14

I am reading about memory addressing. I read about segment offset and then about descriptor offset. I know how to calculate the exact addresses in real mode. All this is OK, but I am unable to understand what exactly offset is? Everywhere I read:

In real mode, the registers are only 16 bits, so you can only address up to 64k. In order to allow addressing of more memory, addresses are calculated from segment * 16 + offset.

Here I can understand the first line. We have 16 bits, so we can address up to 2^16 = 64k.
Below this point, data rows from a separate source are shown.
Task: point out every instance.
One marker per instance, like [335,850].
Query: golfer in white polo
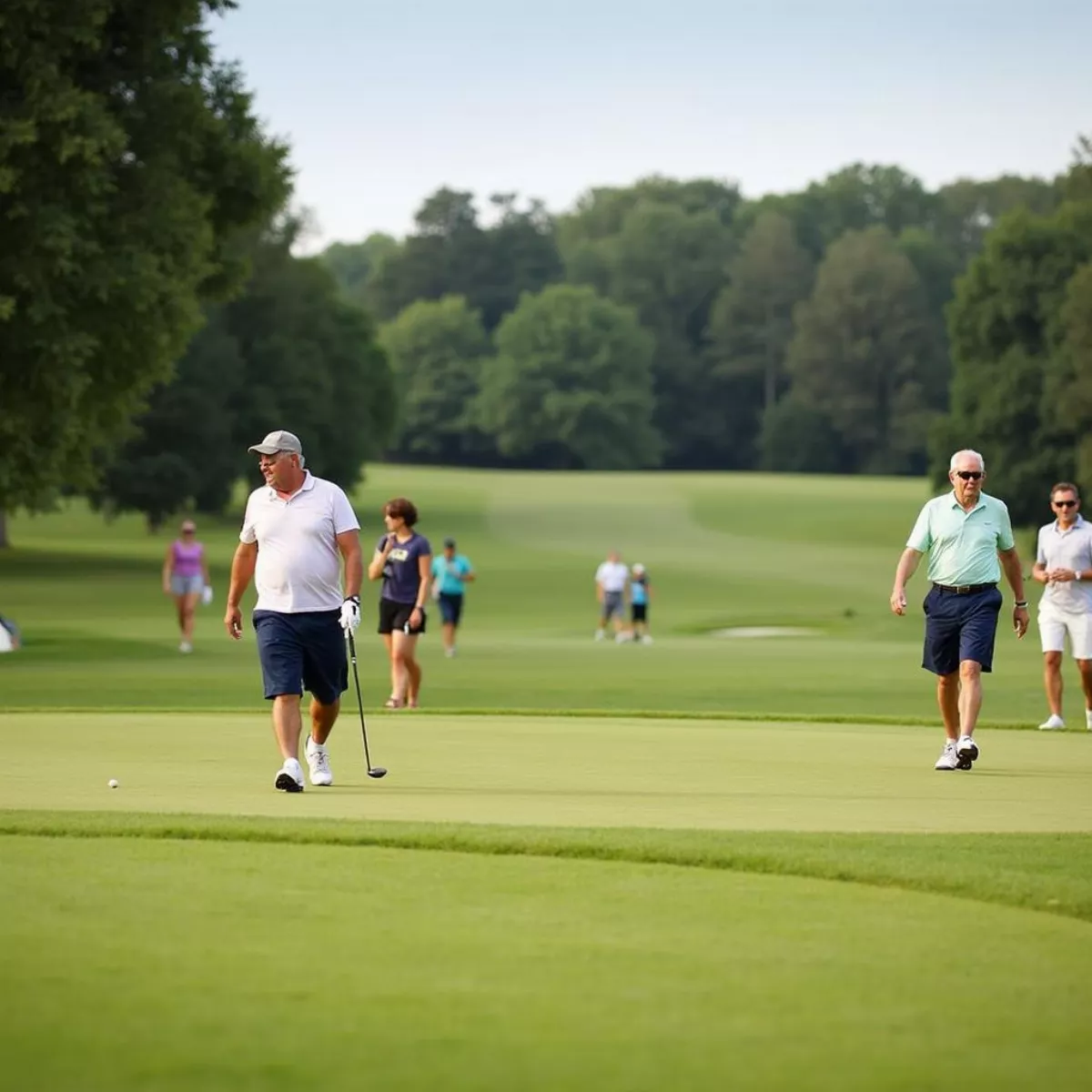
[298,531]
[1064,563]
[611,580]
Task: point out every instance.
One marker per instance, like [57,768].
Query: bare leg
[322,720]
[970,694]
[1052,680]
[398,686]
[186,612]
[405,648]
[288,724]
[948,700]
[1086,670]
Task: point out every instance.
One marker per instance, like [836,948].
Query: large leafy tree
[289,353]
[662,248]
[752,323]
[436,349]
[1013,392]
[864,354]
[571,385]
[451,252]
[130,159]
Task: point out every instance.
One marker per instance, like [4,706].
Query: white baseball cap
[278,441]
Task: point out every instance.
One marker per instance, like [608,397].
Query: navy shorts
[303,652]
[960,627]
[451,607]
[612,605]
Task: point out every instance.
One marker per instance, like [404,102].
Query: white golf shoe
[318,763]
[947,760]
[289,778]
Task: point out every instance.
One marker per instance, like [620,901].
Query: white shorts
[1053,628]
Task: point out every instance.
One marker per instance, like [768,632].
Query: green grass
[703,864]
[723,551]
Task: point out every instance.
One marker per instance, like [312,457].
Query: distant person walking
[298,532]
[969,539]
[1064,562]
[640,592]
[403,561]
[611,580]
[185,578]
[451,572]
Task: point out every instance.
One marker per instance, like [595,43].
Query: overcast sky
[386,101]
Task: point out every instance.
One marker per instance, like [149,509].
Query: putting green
[170,966]
[558,771]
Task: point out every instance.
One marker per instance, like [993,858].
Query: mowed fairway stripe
[177,966]
[584,773]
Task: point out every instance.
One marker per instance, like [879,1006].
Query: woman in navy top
[403,560]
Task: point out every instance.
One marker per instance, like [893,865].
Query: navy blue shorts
[303,652]
[451,607]
[960,627]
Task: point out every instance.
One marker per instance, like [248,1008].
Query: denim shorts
[960,627]
[303,652]
[187,585]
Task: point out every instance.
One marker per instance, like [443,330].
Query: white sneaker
[966,752]
[318,763]
[289,778]
[947,760]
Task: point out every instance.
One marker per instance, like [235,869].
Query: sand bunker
[757,632]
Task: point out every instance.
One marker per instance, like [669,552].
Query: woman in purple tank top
[185,578]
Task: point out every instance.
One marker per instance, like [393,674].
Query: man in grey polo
[969,539]
[1064,563]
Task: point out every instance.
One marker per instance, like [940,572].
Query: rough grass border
[1042,873]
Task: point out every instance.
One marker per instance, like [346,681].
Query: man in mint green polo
[969,539]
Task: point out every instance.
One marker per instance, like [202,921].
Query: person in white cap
[296,532]
[1064,563]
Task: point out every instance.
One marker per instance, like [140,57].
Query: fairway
[708,863]
[561,771]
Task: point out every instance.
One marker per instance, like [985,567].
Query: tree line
[156,318]
[672,323]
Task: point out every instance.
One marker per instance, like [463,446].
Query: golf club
[374,771]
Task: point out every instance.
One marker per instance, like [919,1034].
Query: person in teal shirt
[969,538]
[451,572]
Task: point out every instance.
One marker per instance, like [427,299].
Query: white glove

But what is this second line? What the segment represent? Why we multiply it with 16? why we add offset. I just can't understand what this offset is? Can anybody explain me or give me link for this please?

Peter Cordes
  • 328,167
  • 45
  • 605
  • 847
narayanpatra
  • 5,627
  • 13
  • 51
  • 60
  • A similar Q&A: [What are Segments and how can they be addressed in 8086 mode?](https://stackoverflow.com/questions/42861524/what-are-segments-and-how-can-they-be-addressed-in-8086-mode) – Peter Cordes Mar 23 '18 at 08:33
  • I don't think real mode has *descriptor offset*s. It doesn't even have descriptors; only protected mode has the GDT/LDT (Global/Local Descriptor Table), and the IDT (Interrupt Descriptor Table) instead of real mode's IVT (Interrupt Vector Table). The only context where google finds "descriptor offset" is with Unix file descriptors, the position you can set with `lseek`. Totally unrelated to x86 seg:off addressing. – Peter Cordes Nov 06 '20 at 02:13

6 Answers6

21

When Intel was building the 8086, there was a valid case for having more than 64KB in a machine, but there was no way it'd ever use a 32-bit address space. Back then, even a megabyte was a whole lot of memory. (Remember the infamous quote "640K ought to be enough for anybody"? It's essentially a mistranslation of the fact that back then, 1MB was freaking huge.) The word "gigabyte" wouldn't be in common use for another 15-20 years, and it wouldn't be referring to RAM for like another 5-10 years after that.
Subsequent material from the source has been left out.